IFF has achieved a new approach to the sound material it used and still uses. The attempt to work in a non-musical manner has drawn attention to sound instead of arrangement, rhythm, narration or similar kinds of superstructures. In the past, IFF used such superstructures to give musical meaning to insignificant noise. This musical context allowed the noise sounds to evolve while new turntable preparation techniques were discovered. Now that the sounds are liberated from their subordination to musical patterns and compositions, they are perceived as singularities that can stand for themselves. IFF experiences this as a kind of inversion of the direction of their research. For IFF, working beyond the Octogrammoticum and its strict rules opens a field of possibilities.
Discussion
Although the question about “what is music / how to create non-music” is nonsense (especially after the 20th century of transgressive avant-gardes), it is useful as a working hypothesis for composition. It does not seem to be useful as an ontological term, but it allows artists to think differently about production processes and blind spots. Trying to obtain “unknown” results by attempting to work in an unusual way does not necessarily mean to do something arbitrary. Transferred concepts from different domains can serve as a guide. The concept of sculptures that IFF has used isn’t new in musical contexts, and IFF realizes that it is generally used in different ways: the Octogrammoticum, for example, is a sound sculpture, a (spatial) sculpture which makes sound. But the sculptures that were produced for the radio piece are completely made of sound, and only their structure is inspired by the form of a spatial sculpture. Thus IFF proposes the following distinction:
- Sound sculpture: Objects in the field of fine arts plastic that sound;
- Acoustic sculpture: Organization of acoustic signals based on the idea of a (spatial) sculpture.

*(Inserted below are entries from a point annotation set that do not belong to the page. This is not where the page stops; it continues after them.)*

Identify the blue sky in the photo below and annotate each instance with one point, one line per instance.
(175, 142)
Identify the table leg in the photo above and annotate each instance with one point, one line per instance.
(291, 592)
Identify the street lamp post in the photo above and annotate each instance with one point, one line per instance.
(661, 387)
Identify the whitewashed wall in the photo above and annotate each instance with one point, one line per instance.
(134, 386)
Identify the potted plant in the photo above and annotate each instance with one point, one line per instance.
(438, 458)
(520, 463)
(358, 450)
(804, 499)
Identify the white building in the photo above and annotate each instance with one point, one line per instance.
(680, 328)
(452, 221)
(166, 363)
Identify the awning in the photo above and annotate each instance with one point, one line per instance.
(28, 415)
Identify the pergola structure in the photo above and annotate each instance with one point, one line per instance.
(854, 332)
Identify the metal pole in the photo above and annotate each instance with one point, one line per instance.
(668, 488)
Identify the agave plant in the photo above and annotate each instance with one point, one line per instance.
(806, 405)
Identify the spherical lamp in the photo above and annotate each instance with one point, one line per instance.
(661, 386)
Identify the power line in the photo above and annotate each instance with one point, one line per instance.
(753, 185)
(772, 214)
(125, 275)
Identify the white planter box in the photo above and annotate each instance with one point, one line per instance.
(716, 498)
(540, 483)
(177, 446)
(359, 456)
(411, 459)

According to this distinction, the 50 Skulpturen des Institut für Feinmotorik are acoustic sculptures based on recordings of a sound sculpture. This constellation could be called a second-order acoustic sculpture…

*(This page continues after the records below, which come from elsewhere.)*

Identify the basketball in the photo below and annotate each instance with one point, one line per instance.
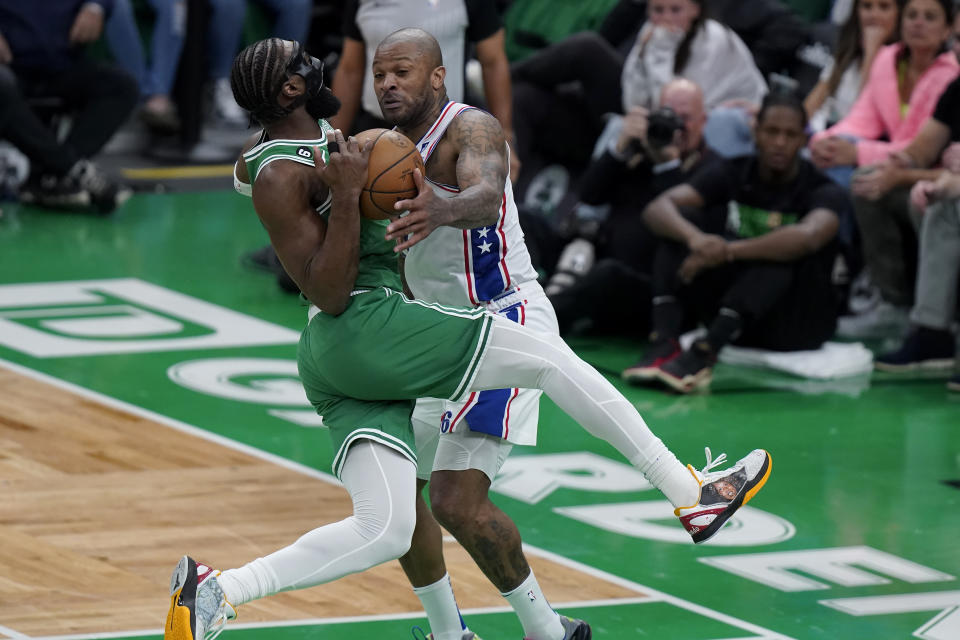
(389, 172)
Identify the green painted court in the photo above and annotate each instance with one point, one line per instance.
(856, 535)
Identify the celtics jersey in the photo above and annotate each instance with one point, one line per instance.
(378, 262)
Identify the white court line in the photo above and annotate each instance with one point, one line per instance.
(171, 422)
(646, 594)
(15, 635)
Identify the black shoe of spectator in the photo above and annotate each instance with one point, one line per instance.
(55, 192)
(923, 349)
(105, 193)
(660, 352)
(691, 370)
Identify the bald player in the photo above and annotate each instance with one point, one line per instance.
(369, 351)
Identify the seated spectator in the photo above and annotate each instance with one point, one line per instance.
(873, 24)
(766, 282)
(888, 225)
(931, 344)
(292, 22)
(677, 40)
(680, 40)
(156, 75)
(906, 79)
(41, 57)
(639, 163)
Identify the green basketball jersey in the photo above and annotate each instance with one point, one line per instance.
(378, 263)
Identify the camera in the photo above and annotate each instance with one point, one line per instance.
(661, 125)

To describe the experience IFF made during this experiment, a paraphrase of Nietzsche’s “eternal return” seems to be appropriate: Imagine you would build an instrument that can be used only once. It would produce one sound and destroy itself while doing so. You cannot record the sound; you will hear it only once. What would you like this sound to be? Nice? Beautiful? A surprise? “Interesting”? Something similar to what you already know? — Imagination of a sound as singularity.